La cuestión tan crucial como distinguir entre la apariencia de las cosas y la cruda realidad sigue pisoteada al otro lado de Tevere, en el Vaticano.
Cuatro siglos después de la muerte en la hoguera, el Vaticano deploró su veredicto contra el filósofo, pronunciado por la Inquisición, calificándolo como "un triste episodio de la historia cristiana moderna". No obstante "el profundo pesar de la Iglesia por esa muerte atroz" y la rehabilitación del Bruno-teólogo no van acompañados con el reconocimiento de su sabiduría, "incompatibles con la fe cristiana". Paradojas vaticanas. Pero esos curillas pasándolo bien alrededor de una mesa en la plaza dónde tuvo que morir el filósofo, dan razón a Bruno.



La Piazza Campo dei Fiori es una plaza colorista, animada por la diversidad, acogedora e incluyente. Su historia es igualmente pintoresca. Desde un prado con vistas al Pompeyo, pasando por ser un barrio de posadas y burdeles con los cuales tuvo que ver el Papa Borgia Alejandro VI, ahora es un punto de encuentro entre los residentes y la variopinta clientela extranjera.

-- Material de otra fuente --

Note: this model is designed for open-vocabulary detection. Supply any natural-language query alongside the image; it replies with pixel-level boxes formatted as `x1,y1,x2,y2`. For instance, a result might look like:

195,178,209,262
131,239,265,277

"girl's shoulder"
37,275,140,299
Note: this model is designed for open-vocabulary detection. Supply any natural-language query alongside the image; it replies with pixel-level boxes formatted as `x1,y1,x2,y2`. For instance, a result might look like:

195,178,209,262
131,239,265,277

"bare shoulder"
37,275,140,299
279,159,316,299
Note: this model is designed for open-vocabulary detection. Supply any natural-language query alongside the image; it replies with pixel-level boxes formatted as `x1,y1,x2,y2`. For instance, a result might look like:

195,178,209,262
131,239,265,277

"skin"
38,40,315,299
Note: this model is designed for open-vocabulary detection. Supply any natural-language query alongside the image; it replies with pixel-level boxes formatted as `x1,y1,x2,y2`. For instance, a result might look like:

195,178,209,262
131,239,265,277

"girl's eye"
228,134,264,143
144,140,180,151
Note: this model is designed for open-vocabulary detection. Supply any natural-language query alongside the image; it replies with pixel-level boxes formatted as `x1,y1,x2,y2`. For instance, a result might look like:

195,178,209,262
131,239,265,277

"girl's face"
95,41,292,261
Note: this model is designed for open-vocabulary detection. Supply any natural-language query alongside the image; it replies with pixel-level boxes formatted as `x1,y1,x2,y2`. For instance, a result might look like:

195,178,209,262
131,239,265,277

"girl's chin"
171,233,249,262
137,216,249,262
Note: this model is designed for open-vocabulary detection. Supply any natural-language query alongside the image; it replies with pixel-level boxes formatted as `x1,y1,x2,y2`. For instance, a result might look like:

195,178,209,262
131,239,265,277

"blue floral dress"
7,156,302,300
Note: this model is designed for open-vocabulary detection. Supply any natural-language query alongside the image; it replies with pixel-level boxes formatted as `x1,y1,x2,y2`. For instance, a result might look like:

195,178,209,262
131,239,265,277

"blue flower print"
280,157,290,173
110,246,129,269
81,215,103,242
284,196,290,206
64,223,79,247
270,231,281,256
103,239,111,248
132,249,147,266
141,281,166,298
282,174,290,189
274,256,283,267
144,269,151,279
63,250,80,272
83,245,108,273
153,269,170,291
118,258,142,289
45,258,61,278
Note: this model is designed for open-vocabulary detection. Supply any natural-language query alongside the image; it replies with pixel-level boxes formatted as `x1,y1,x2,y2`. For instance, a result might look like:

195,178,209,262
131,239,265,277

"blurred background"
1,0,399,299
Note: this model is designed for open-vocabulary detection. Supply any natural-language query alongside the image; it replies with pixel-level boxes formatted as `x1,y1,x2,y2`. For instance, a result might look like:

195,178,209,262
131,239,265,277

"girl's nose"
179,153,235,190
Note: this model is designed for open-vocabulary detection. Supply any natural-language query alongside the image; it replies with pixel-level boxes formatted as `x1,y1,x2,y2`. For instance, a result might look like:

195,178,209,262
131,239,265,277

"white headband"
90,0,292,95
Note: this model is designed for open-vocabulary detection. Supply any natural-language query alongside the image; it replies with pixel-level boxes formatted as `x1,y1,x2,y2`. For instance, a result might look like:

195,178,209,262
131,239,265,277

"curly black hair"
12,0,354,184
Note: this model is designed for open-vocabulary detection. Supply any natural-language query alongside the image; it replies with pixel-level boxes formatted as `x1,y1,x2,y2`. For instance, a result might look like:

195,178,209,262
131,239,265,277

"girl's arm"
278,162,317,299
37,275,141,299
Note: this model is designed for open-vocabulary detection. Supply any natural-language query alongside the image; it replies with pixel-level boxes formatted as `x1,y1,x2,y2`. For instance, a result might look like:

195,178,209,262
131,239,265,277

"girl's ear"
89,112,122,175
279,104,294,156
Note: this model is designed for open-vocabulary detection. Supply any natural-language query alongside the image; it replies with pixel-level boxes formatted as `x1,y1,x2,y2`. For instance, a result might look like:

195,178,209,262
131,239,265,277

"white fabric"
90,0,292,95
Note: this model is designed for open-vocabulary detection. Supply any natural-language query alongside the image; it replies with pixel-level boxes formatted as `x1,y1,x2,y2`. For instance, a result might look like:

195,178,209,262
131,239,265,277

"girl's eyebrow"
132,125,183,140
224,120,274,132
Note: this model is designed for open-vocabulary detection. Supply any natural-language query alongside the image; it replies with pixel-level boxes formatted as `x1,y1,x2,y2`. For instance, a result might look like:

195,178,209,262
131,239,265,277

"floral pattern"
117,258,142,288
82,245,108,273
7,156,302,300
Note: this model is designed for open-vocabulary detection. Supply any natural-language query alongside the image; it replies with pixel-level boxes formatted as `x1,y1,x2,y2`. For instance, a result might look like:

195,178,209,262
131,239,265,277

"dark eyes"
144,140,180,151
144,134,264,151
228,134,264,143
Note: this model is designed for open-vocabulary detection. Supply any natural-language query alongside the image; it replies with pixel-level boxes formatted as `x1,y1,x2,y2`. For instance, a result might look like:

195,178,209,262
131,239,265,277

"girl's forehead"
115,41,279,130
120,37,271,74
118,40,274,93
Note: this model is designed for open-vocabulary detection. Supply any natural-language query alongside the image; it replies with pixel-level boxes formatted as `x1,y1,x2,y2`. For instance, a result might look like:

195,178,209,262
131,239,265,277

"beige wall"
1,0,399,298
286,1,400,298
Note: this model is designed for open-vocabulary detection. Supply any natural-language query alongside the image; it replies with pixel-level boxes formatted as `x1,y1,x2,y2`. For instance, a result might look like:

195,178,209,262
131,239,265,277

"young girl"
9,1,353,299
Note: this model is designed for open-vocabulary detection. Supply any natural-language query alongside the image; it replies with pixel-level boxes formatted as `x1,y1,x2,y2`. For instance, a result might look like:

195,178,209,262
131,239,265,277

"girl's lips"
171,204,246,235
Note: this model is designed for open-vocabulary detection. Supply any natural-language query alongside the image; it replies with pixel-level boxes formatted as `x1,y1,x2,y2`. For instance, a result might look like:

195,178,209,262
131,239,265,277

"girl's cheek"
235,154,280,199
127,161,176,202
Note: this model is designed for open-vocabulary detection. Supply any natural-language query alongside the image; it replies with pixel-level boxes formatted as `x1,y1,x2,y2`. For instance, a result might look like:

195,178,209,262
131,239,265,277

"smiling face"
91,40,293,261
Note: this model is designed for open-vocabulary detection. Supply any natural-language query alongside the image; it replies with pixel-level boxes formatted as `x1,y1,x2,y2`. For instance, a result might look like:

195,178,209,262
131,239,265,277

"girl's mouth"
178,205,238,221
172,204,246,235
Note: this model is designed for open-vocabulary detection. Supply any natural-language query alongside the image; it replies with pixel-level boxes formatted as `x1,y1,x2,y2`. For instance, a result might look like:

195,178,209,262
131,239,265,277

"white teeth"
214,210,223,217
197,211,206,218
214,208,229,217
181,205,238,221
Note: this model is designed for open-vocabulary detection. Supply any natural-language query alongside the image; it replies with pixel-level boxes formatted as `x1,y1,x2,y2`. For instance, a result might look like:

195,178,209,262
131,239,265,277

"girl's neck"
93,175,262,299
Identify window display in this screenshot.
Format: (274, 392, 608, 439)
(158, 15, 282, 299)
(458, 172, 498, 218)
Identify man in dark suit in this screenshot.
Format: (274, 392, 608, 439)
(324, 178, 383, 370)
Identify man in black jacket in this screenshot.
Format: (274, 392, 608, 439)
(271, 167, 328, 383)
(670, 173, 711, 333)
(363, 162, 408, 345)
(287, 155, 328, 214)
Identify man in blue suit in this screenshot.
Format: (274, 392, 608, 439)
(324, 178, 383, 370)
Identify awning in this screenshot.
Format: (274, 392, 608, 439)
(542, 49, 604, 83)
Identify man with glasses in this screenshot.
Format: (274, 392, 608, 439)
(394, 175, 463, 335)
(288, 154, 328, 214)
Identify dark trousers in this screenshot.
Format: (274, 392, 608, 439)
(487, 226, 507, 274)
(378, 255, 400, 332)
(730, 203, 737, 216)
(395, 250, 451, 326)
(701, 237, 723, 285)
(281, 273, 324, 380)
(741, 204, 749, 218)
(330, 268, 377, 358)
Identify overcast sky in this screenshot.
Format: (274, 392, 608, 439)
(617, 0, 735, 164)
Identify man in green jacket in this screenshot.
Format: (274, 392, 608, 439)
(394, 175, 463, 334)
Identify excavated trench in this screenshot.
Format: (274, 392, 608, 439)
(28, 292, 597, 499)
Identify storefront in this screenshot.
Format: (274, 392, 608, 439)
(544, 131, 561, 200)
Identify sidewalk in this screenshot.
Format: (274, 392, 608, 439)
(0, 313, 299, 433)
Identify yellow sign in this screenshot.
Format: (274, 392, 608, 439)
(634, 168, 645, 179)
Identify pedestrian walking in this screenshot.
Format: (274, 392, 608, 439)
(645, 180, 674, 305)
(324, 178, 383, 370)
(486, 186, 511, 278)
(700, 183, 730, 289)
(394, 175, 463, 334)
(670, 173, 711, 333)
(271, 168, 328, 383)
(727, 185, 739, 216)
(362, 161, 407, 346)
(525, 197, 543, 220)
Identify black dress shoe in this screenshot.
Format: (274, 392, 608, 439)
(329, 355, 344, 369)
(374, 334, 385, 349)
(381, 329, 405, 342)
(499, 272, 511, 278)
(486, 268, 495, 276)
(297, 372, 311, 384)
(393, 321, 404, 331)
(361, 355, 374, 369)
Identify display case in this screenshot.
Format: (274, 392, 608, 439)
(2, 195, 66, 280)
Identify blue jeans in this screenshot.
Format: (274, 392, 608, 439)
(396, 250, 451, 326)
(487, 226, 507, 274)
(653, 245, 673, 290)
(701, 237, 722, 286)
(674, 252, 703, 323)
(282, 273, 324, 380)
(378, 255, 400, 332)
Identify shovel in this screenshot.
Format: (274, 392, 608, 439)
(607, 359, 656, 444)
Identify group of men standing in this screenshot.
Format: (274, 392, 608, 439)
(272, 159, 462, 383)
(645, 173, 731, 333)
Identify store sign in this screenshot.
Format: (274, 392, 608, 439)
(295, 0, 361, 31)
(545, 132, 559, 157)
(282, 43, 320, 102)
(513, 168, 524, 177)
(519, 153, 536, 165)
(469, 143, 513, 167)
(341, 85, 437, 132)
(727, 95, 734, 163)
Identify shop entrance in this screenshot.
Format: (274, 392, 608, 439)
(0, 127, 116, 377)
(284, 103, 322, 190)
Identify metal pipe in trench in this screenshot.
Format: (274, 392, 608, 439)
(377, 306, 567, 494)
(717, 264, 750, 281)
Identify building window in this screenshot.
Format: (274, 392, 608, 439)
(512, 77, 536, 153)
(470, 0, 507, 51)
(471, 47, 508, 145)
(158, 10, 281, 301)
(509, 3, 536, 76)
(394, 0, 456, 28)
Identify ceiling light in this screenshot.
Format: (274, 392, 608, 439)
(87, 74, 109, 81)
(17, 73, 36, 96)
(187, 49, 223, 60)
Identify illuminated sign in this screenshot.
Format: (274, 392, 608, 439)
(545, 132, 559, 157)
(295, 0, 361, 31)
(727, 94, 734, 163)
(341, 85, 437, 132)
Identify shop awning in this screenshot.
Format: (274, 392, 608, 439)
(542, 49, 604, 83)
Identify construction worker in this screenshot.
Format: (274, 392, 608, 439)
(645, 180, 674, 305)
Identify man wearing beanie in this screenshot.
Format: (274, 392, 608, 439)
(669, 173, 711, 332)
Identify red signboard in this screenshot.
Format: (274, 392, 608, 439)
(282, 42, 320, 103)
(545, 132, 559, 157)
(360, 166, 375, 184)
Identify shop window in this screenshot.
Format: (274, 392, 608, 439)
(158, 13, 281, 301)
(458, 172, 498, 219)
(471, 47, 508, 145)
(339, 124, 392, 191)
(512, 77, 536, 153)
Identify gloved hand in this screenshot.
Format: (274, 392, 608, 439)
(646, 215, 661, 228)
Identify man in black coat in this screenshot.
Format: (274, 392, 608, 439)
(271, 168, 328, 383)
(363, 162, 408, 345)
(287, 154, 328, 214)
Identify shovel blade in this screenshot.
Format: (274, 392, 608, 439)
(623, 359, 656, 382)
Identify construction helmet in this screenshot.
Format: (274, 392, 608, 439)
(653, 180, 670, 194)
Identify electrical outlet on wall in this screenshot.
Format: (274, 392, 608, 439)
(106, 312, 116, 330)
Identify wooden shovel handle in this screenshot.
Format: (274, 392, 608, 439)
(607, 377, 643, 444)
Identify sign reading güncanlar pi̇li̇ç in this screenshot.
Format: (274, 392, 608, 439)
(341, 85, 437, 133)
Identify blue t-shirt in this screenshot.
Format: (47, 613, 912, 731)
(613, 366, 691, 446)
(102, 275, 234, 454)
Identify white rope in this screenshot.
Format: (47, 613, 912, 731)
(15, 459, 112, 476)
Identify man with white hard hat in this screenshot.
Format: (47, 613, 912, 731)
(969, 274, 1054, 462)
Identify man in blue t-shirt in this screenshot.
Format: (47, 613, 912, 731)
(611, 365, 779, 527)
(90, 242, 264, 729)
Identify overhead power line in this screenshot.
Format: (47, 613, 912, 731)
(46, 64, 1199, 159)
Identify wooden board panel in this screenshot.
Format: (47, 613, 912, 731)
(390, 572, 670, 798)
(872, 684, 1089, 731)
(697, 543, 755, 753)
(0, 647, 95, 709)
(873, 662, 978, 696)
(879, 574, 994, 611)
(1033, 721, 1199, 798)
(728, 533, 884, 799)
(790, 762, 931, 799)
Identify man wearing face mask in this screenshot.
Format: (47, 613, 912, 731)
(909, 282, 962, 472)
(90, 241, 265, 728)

Todo lo contrario de la prepotente Piazza de San Pietro, con la grotesca fila india de los rebaños que acuden allí esperando su momento de gloria al conseguir las entradas a los aposentos papales.
Cada paso que les acerca a las puertas de la Basílica les borra los rasgos de animación y espontaneidad.
Para mí, el pasaporte a la gloria, es el deleite de la profundidad de los rojos en la copa del magnífico vino rosso degustado en la plaza de Bruno. Esta es la papeleta que admito comprar para acceder a su universo infinito; él que se construye desde el saber y la ficción.